Если вам предлагают компромисс, на который вы не можете пойти — да, уходите из политики. Но пока есть многопартийная система, практически не бывает вещей на грани безнравственности. Многие в социальных сетях мне пишут: уйдите в подполье, поведите себя принципиально. Были же люди, которые не отступали и не лгали никогда, даже на допросе в гестапо… Хорошо, я поведу себя принципиально, уйду и затаюсь, а что остальные? Мы не можем уступать большему злу.
Популизм
Это кризис мейнстримовой и традиционной политики. В обществе есть определенная усталость. Люди хотят развлечений, хотят о чем-то рассуждать и спорить, хотят чего-то нового, ищут новые импульсы — на этом держится реклама и шоу-бизнес.
Бывший председатель совета министров Италии Марио Монти говорил: «Наше время — это время клипов, кратких проявлений». Вас на ТВ спрашивают о миграционном кризисе, вы имеете 10 секунд, и, если вы, как честный человек, начинаете объяснять, что надо различать экономических и политических, легальных и нелегальных иммигрантов, беженцев… — вы уже выключены. Придет Томио Окамура и скажет: Cikáni do plynu! («Цыган — в газовые камеры!»). Часть людей с этим не согласится, часть согласится, но понятно это будет всем. Продолжительная серьезная дискуссия становится невозможна, люди нетерпеливы. Некоторые заводят собаку, потому что с ней не нужно дискутировать: собака и так всегда благодарна за кров и еду.

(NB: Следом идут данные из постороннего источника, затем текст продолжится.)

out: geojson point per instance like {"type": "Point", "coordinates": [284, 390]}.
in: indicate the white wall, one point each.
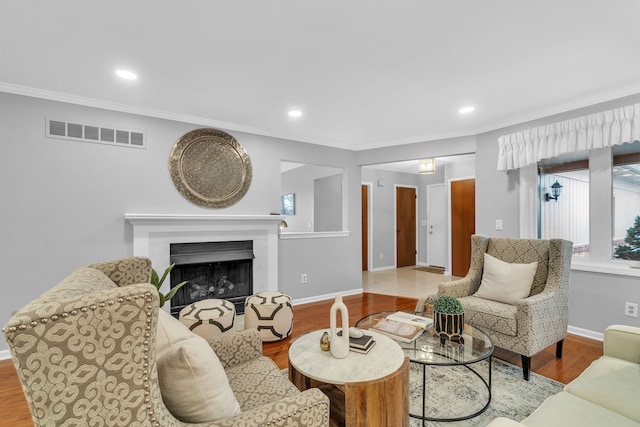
{"type": "Point", "coordinates": [63, 202]}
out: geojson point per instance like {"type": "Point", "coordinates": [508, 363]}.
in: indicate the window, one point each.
{"type": "Point", "coordinates": [626, 201]}
{"type": "Point", "coordinates": [598, 205]}
{"type": "Point", "coordinates": [564, 213]}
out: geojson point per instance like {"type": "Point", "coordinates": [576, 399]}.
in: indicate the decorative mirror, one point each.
{"type": "Point", "coordinates": [211, 168]}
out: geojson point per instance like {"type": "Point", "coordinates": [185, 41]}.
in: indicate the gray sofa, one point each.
{"type": "Point", "coordinates": [88, 352]}
{"type": "Point", "coordinates": [607, 393]}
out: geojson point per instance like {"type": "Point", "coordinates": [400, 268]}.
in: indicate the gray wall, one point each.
{"type": "Point", "coordinates": [63, 201]}
{"type": "Point", "coordinates": [300, 181]}
{"type": "Point", "coordinates": [327, 203]}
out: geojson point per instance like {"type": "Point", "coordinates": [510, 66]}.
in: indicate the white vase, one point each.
{"type": "Point", "coordinates": [339, 343]}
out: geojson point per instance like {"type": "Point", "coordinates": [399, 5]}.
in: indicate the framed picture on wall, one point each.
{"type": "Point", "coordinates": [288, 204]}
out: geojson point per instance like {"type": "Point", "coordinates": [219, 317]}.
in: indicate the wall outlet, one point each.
{"type": "Point", "coordinates": [630, 309]}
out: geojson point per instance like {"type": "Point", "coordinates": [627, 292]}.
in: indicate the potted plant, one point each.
{"type": "Point", "coordinates": [448, 317]}
{"type": "Point", "coordinates": [157, 282]}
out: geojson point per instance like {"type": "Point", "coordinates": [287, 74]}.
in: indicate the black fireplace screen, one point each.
{"type": "Point", "coordinates": [221, 270]}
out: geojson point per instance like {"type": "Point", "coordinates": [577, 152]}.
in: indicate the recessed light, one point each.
{"type": "Point", "coordinates": [127, 75]}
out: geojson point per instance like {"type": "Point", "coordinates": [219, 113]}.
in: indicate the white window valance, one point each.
{"type": "Point", "coordinates": [607, 128]}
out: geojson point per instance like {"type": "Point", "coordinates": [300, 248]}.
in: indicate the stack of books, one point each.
{"type": "Point", "coordinates": [364, 344]}
{"type": "Point", "coordinates": [401, 326]}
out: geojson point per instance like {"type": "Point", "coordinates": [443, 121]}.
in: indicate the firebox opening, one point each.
{"type": "Point", "coordinates": [221, 270]}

Жизнь очень упрощена. Я вижу это и на примере коллег по партии: им важна акция, клип — живо, быстро, коротко. Люди обо мне судят по заголовкам в интернете: они читают только эти заголовки, а в тексте может и не быть того, что туда вынесено. Но надо быстро поставить лайк, а продумать и обсудить — на это нет времени. Притом дьявол скрывается в деталях, в мелочах.
Быстрота — феномен всего общества. Поэтому возникают анти-Бабиш, анти-Земан, анти-Трамп — движения тотально несогласных. С этим связана и позиция тех, кто не ходит на выборы и говорит «мне никто не нравится». Но всегда можно найти что-то привлекательное в программах кандидатов и голосовать, даже если никто не подходит на сто процентов.
ВРЕЗКА
Павел Белобрадек (1976, Наход), чешский политик, с 2010 года председатель политической партии KDU-ČSL, заместитель премьер-министра Богуслава Соботки, председатель совета ЧР по исследованиям, разработкам и инновациям. Имеет два высших образования (по ветеринарной гигиене и экологии и по экономике, политологии и международному праву) и докторскую степень. Работал ветеринарным инспектором в Градце Кралове, политикой начал заниматься в Пардубицком областном отделении KDU-ČSL.